Latest studies have shown that drug resistant tuberculosis (XDR-TB) may have a new and reliable treatment option- aggressive drug treatment.
A study from Peru, between 1999 and 2002, demonstrated that more than 60 percent of XDR-TB patients not co-infected with HIV were cured after a personalized treatment.
Previous studied led by an international team of researchers had already shown that aggressive, outpatient treatment could cure multi-drug resistant tuberculosis (MDR-TB), which is resistant to two first-line anti-TB drugs.
In the present study, Peru researchers used a similar protocol for XDR-TB caused by bacteria that are resistant not only to the same first-line anti-TB drugs, but also to the two most important second-line drug classes.
A total of 810 patients with tuberculosis were referred for free individualized drug treatment and additional services as needed, including surgery, adverse-event management, and nutritional and psychological support.
Sputum culture and drug-susceptibility testing results, performed at the Massachusetts State Laboratory Institute in Boston, were available for 651 patients.

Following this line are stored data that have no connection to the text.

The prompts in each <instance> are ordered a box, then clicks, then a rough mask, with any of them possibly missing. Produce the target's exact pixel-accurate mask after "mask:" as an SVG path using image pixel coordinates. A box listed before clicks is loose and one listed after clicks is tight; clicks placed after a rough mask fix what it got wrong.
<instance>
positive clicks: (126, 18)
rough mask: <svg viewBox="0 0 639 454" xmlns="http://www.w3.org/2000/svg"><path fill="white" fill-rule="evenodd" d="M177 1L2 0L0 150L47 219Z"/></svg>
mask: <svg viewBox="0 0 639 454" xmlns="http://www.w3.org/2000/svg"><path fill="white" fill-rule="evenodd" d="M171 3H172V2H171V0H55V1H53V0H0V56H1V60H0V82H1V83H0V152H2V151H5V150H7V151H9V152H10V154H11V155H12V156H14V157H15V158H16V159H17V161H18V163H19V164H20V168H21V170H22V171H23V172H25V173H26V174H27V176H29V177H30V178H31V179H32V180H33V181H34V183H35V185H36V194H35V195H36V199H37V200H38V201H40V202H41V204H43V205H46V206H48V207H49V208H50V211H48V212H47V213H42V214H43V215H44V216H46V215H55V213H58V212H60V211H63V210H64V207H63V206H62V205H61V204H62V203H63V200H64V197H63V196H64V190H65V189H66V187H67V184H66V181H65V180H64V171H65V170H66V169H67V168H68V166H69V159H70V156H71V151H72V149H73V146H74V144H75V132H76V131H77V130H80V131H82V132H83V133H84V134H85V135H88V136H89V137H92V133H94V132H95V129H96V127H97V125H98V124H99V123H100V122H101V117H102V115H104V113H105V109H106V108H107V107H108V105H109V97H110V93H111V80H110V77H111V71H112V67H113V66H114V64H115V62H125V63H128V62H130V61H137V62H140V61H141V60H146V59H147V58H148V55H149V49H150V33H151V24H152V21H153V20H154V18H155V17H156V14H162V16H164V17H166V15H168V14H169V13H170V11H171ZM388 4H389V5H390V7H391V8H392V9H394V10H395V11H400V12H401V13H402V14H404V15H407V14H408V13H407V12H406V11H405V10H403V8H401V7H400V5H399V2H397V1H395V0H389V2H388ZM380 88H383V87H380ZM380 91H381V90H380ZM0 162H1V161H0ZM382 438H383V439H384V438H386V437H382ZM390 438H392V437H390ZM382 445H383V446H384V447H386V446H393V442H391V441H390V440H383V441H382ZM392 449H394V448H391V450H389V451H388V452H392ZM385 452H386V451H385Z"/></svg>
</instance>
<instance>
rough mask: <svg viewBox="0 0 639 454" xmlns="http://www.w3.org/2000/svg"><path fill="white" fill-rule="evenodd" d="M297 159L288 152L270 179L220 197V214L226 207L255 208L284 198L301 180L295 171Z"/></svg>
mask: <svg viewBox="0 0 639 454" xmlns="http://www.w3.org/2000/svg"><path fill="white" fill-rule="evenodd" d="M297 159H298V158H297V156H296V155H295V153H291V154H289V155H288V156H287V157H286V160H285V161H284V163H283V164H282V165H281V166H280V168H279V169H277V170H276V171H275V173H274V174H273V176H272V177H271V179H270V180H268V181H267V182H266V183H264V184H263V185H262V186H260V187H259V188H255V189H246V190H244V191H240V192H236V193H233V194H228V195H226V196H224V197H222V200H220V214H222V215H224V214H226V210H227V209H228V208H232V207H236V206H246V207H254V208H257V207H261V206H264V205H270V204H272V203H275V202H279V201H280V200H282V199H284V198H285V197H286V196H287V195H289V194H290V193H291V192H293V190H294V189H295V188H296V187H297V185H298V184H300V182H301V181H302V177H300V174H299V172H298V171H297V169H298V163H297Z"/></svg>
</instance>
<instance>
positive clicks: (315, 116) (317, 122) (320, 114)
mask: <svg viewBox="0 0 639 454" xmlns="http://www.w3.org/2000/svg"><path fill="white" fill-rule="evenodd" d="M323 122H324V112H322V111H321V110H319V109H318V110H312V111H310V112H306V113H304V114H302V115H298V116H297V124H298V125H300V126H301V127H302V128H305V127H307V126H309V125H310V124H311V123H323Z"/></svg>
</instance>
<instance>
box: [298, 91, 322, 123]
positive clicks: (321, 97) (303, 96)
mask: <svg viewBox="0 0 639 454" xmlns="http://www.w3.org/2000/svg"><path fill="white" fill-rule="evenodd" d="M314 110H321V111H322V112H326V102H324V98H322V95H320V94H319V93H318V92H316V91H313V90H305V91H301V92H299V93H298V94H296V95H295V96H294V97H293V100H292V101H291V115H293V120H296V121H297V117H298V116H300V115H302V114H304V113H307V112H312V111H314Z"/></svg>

Based on susceptibility results for 12 anti-TB drugs, clinicians developed regimens that included five or more drugs to which the infecting strains were likely to respond.
Among the study participants, forty-eight patients had XDR-TB, 603 had MDR-TB and none of the XDR-TB patients were co-infected with the HIV virus.
The researchers found that 60.4 percent in the XDR-TB group and 66.3 percent in MDR-TB group were cured with the treatment.